When the choir has disappeared, the huge congregation sits motionless in the stillness, reluctant to move. The moment passes; people begin to get up and leave, their movements languid and gentle, as if waking from sleep. Some stretch and yawn. Many hold hands. At the west door two greeters stand with collection bowls, but their focus is welcome, not money. Scraps of conversation float by, "Mystical.... healing.... peaceful.... mysterious....." The half hour long service has been broadcast on the radio, silence and all, to a listening audience of more than 100,000 people, supplemented by unknown numbers tuned in on the internet.

It would not do to analyse this weekly phenomenon too closely but it is perhaps significant that the person who began it was a musician, a cathedral organist imbued with the play of sound and silence, and the resonance of stillness. It was a stroke of luck that the cathedral clergy refused to participate (perhaps they thought a lay-founded service was beneath them); it would now be inappropriate for them to do so. Whatever the motives, those who have continued the tradition have created an environment that has enormous respect for the innate ritual sense of the ordinary person.

It was this respect that was lacking two Sundays ago at the event that was so upsetting to the congregation, young and old alike. Beyond that particular event, however, Sundays in general are tough for a lot of people; Sunday afternoon is the haunt of "the noon-day devil". There is no reason that the fine speakers whom I have not gone to hear because of the raucous context could not make their presentations in the context of Compline in the St Mark's Cathedral fashion. Their remarks could be spoken in the semi-dark—forget the dais and the show-biz razzle dazzle.

As St Mark's has demonstrated, there is a real need for something like this on Sunday evenings. One would be forgiven for wondering why other churches have not taken a page from St Mark's book—but in these deaf and competitive days, that is probably too much to hope for.

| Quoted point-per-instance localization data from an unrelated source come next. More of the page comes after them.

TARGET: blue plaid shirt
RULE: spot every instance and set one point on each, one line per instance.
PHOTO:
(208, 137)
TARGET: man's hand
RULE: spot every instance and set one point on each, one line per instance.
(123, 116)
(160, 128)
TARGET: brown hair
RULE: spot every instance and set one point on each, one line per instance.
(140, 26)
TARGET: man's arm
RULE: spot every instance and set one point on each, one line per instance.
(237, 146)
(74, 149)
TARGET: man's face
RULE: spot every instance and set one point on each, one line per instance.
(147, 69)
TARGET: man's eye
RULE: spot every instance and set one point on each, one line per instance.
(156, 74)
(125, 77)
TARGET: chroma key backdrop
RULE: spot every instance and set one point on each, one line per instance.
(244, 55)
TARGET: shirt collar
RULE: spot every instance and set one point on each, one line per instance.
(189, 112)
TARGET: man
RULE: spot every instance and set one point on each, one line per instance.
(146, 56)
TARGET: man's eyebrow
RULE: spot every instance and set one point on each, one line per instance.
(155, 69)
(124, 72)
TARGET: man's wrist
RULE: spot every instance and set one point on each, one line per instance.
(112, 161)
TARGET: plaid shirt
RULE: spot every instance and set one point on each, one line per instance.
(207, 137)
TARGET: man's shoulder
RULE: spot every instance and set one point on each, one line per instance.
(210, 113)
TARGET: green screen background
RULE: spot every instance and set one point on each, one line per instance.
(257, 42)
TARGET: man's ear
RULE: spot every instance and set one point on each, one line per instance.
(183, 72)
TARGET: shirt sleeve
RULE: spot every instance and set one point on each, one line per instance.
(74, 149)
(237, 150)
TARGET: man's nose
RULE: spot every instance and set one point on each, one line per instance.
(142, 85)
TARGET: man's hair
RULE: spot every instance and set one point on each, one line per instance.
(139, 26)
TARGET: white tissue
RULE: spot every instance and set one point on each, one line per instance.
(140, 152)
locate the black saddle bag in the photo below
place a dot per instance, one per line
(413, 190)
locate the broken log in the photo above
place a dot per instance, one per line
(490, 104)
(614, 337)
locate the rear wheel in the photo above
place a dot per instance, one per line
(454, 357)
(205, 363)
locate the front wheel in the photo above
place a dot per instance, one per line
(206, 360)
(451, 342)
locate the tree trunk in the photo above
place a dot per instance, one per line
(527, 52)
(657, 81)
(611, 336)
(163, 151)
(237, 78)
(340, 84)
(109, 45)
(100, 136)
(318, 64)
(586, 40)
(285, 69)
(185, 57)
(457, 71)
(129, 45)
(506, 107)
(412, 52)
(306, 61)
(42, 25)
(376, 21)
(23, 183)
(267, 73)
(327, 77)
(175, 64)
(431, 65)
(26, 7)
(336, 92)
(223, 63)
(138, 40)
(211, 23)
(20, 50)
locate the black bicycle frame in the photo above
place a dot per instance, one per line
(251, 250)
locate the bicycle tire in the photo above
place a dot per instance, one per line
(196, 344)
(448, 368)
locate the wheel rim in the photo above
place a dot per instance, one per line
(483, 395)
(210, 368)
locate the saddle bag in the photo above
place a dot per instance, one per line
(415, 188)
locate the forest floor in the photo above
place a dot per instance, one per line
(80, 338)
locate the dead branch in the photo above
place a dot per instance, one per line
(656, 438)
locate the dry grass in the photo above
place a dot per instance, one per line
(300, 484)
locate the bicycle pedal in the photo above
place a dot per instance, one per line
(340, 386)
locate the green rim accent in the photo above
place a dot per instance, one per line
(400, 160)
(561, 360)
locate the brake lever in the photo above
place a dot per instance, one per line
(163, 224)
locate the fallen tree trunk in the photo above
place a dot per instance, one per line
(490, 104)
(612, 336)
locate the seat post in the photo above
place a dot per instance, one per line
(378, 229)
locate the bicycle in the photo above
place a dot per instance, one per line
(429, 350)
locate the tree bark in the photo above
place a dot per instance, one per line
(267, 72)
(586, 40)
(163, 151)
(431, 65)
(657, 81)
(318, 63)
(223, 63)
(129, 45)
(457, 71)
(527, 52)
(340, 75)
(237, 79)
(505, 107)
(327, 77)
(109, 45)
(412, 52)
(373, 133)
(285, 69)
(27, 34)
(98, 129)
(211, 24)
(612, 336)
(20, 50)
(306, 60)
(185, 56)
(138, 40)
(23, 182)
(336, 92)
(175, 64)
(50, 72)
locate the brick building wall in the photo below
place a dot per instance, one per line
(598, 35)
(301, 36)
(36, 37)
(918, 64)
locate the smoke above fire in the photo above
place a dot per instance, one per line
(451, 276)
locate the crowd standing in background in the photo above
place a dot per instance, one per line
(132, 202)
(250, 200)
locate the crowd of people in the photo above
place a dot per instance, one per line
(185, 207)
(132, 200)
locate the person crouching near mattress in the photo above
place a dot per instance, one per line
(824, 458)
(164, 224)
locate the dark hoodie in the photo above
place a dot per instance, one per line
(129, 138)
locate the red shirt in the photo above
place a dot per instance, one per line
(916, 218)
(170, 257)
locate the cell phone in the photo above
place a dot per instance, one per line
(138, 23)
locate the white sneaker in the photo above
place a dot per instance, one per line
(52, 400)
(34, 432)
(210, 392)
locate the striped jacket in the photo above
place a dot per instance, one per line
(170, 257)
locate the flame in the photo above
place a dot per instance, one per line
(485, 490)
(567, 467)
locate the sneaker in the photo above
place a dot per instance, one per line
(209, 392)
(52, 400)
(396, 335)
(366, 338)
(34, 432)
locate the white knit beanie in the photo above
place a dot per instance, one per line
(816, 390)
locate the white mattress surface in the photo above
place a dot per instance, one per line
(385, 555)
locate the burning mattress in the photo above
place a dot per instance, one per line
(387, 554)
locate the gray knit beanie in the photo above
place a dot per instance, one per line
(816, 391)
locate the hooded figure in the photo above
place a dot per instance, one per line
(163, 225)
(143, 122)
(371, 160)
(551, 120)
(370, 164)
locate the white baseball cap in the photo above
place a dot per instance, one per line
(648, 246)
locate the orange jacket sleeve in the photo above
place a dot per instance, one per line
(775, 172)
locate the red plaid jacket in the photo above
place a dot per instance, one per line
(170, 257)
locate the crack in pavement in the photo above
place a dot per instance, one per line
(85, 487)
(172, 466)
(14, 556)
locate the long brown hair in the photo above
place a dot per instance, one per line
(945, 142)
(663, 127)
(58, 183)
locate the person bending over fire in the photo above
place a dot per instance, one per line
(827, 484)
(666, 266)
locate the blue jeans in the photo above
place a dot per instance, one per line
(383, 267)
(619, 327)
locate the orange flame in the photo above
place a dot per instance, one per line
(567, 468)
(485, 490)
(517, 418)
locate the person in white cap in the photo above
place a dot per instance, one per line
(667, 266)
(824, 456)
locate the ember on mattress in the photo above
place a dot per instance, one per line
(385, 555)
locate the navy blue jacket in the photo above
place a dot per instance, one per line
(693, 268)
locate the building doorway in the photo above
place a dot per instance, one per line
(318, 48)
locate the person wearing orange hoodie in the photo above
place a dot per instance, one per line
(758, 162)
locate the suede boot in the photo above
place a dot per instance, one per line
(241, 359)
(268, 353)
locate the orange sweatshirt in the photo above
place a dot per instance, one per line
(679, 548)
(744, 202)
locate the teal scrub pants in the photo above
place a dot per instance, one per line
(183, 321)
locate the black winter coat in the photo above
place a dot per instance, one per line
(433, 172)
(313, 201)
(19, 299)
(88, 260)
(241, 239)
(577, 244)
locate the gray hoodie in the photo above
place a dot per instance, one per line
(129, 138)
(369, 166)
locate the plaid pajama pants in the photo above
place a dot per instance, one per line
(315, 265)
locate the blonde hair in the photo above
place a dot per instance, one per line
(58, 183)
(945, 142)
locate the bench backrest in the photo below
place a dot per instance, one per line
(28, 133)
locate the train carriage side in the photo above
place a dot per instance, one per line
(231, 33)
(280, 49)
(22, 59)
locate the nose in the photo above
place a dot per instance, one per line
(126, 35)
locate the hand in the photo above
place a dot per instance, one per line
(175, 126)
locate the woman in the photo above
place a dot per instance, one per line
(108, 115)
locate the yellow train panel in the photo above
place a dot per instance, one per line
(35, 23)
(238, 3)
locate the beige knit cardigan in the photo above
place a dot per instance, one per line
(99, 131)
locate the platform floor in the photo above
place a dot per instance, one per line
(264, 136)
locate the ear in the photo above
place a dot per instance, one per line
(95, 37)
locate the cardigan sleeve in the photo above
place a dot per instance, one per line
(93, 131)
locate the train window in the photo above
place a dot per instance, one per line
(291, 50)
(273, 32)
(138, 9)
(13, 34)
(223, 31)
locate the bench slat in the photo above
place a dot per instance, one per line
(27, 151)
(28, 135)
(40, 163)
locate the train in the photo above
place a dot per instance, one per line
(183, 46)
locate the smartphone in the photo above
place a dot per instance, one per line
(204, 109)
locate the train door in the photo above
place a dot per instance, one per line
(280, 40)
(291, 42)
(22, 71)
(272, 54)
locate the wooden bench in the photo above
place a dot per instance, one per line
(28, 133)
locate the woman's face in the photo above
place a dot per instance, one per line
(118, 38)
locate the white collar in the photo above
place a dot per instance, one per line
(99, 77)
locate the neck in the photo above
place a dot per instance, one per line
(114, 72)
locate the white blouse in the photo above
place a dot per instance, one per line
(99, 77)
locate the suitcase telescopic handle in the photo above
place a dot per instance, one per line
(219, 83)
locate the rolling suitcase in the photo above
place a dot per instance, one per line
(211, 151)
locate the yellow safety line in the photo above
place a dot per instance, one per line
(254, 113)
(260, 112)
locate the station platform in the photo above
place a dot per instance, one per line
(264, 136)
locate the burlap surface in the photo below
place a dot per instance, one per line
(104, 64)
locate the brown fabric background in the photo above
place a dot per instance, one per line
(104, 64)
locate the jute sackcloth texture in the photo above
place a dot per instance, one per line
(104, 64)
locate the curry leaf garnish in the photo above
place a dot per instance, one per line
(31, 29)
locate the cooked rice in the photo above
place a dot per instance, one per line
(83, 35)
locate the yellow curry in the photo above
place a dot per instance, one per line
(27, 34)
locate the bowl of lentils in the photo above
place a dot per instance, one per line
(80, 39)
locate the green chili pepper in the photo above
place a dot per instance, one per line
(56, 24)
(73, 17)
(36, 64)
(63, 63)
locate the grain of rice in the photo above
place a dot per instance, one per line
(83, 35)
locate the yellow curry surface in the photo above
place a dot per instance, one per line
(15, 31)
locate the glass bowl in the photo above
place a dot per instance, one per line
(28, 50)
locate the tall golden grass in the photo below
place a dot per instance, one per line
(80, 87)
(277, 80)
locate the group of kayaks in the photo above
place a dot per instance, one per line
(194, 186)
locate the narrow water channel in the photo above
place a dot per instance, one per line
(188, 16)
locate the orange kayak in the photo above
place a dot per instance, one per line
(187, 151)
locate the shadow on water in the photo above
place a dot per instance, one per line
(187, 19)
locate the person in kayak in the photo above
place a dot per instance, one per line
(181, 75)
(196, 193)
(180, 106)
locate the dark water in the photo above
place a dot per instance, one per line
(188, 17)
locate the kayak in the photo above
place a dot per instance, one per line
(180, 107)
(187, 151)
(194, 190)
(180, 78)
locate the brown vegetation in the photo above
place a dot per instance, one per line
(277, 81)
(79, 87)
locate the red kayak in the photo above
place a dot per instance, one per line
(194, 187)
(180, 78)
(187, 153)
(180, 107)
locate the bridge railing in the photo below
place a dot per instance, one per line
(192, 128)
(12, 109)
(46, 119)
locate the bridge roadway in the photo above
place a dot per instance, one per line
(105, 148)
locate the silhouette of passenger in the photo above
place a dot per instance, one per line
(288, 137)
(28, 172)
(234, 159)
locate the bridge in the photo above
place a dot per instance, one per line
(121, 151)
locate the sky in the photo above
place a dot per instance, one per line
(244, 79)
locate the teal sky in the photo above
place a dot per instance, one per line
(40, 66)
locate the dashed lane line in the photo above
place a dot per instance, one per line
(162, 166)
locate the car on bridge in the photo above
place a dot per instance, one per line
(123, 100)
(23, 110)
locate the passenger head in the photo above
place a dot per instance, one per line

This blog post is dedicated to the memory of Steve Hartwell, who for a time was Brother Isaac, SSF. Steve died last Saturday morning, the 21st of May, 2011. Along with his partner Ray, who survives him, he was one of the greeters mentioned in the above description, a pillar of St Mark's. He was multi-talented: vestment-maker, master of ceremonies, above all a kind and generous friend to anyone who came to the cathedral, and, in his private life, hospitable and generous almost to a fault. He would not have seen himself in this way, but his entire life was self-gift. He wanted to make people comfortable with God, helping to ensure that the worship had dignity, and flow, and beauty without being oppressive or pompous or kitsch. He was no stranger to suffering, and provided comfort to people without number. He will be sorely missed.


Blogger Ken Peterson said...

Thank you for your lovely tribute to Steve Hartwell. I hope to do the same in my next blog posting to Thanks - Ken Peterson

11:50 pm, May 25, 2011  
Blogger Bo said...

Beautiful piece: sorry to hear about your friend.